Читаем Пьесы. Статьи полностью

В массе проблем, связанных с культурным строительством того периода, относительно меньше хлопот доставляла литература. Восстановление творческих мастерских в этой области не представляло особых трудностей. Естественно, институтом, организующим заново жизнь и труд писателей, был не столько департамент литературы в Министерстве культуры и искусства и даже не Союз литераторов, сколько издательство «Чительник». Оно создавало журналы и начинало издавать первые книги, оно было инициатором строительства варшавской «фабрики печатного слова»{26}, оно организовывало нужные и частые встречи писателей с читателями. Словом, до весны 1948 года даже тот вид контакта с литературой, который может проистекать из участия в организации литературной жизни, не поглощал у меня слишком много времени и внимания, он поглощал лишь малую частицу того, что я посвящал сложным проблемам музееведов и реставраторов произведений искусства, актеров и музыкантов, художников и историков искусства. Я думаю, что литераторы от этого потеряли немногое, зато я получал очень многое, ближе узнавая мало известные мне до того другие творческие круги и их проблемы.

Затем пришло несколько совершенно особых месяцев. За все десять лет это был единственный, сравнительно короткий период, с марта 1948 до января 1949 года, когда я все свое время и всю энергию мог без остатка посвятить творческому труду. Между уходом с поста заместителя министра и вступлением в должность председателя Союза польских литераторов{27} я дорвался до кратковременного общения один на один с письменным столом писателя, «только» писателя. Одна за другой были написаны пьесы «Возмездие» и «Немцы».

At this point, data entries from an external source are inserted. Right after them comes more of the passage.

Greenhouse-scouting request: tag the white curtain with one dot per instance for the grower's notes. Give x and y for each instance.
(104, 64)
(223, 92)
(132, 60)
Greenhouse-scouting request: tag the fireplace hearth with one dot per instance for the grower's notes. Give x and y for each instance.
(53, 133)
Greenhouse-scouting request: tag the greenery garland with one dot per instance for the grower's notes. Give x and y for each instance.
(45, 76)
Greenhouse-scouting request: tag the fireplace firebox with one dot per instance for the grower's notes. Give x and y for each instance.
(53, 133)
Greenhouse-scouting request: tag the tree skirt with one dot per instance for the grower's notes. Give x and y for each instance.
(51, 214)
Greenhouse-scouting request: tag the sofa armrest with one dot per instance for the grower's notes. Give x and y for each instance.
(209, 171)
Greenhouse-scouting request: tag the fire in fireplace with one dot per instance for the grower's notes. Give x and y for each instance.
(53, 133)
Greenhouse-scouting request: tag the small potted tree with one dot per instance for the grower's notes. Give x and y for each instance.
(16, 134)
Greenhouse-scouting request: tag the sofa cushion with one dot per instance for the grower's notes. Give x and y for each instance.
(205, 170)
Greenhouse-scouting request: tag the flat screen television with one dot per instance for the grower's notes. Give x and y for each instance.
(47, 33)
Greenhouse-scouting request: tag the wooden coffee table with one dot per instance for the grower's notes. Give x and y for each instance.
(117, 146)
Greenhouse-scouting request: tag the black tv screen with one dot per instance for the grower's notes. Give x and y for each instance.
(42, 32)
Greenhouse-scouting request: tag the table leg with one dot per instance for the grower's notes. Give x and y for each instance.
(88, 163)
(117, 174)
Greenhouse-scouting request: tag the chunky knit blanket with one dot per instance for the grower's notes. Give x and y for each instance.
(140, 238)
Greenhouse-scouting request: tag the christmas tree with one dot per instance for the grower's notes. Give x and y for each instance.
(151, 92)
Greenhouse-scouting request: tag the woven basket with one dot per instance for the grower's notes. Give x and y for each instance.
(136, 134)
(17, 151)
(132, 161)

Я не раз задумывался, как у меня, писателя, с, казалось бы, уже сложившейся многолетней практикой романиста, дело могло дойти до столь решительного изменения жанра. Кроме «Кордиана и хама», «Павлиньих перьев» и «Тенет»{28} до сентября 1939 года у меня в работе были два новых романа{29}. В народной Польше опытный некогда романист стал последовательным драматургом. Между обоими периодами было, правда, восемь лет полного перерыва в творческом труде, так что «Возмездие» я мог бы считать в некотором роде вторым дебютом. Факт, однако, остается фактом: романист стал драматургом.

Я думаю, что причин к тому было несколько. Я помню, что, собственно, никогда не чувствовал себя хорошо в том, что составляет главную суть романической прозы: в описаниях или повествовании, зато всегда свободнее дышал в диалогах. В те же времена я завязал первые связи со сценой — как автор{30} и как случайный рецензент. Вообще же период двадцатилетия[11] не стимулировал к драматургической деятельности, особенно к драматургии, идейно связанной с революционным направлением. Писателям этого направления было труднее попасть на сцены тогдашних театров, чем в издательства. В народной Польше ситуация в этой области изменилась радикально. Что и сказалось на укреплении моих всегдашних склонностей к драматургии, а в конце концов привело к решительному изменению творческого жанра.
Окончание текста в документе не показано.